U.S. District Judge Amy Berman Jackson issued the order Thursday, directing that White House officials not destroy records of “meetings, phone calls, and other communications with foreign leaders.”
The judge’s order also appears to specifically address reports that the Trump White House set up a special system to limit access to certain records of presidential conversations with foreign leaders.
Jackson, an appointee of President Barack Obama, instructed the White House to preserve “all records of efforts by White House or other executive branch officials to return, ‘claw back,’ ’lock down’ or recall White House records” about dealings with foreign officials.
Jackson’s decision to issue an order despite the pledge to the court to maintain the records is rather unusual. In most instances, judges simply note such a pledge and say they assume that the parties involved will abide by it. The order means anyone destroying White House records it covers could be subject to sanction or even criminal charge for contempt of court.

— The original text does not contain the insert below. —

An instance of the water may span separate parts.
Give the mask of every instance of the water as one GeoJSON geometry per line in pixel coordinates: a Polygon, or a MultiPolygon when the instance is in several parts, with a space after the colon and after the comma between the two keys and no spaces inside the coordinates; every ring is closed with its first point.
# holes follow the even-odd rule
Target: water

Another unusual aspect of the judge’s order is that it appears to cover Trump directly. Whether judges can or should issue injunctions against the president directly, as opposed to members of his staff, is a matter of some legal controversy. The order Jackson issued Thursday seems deliberately worded to avoid explicitly mentioning the president, but it applies to the “defendants” in the lawsuit of which there are only two: the Executive Office of the President and President Donald J. Trump.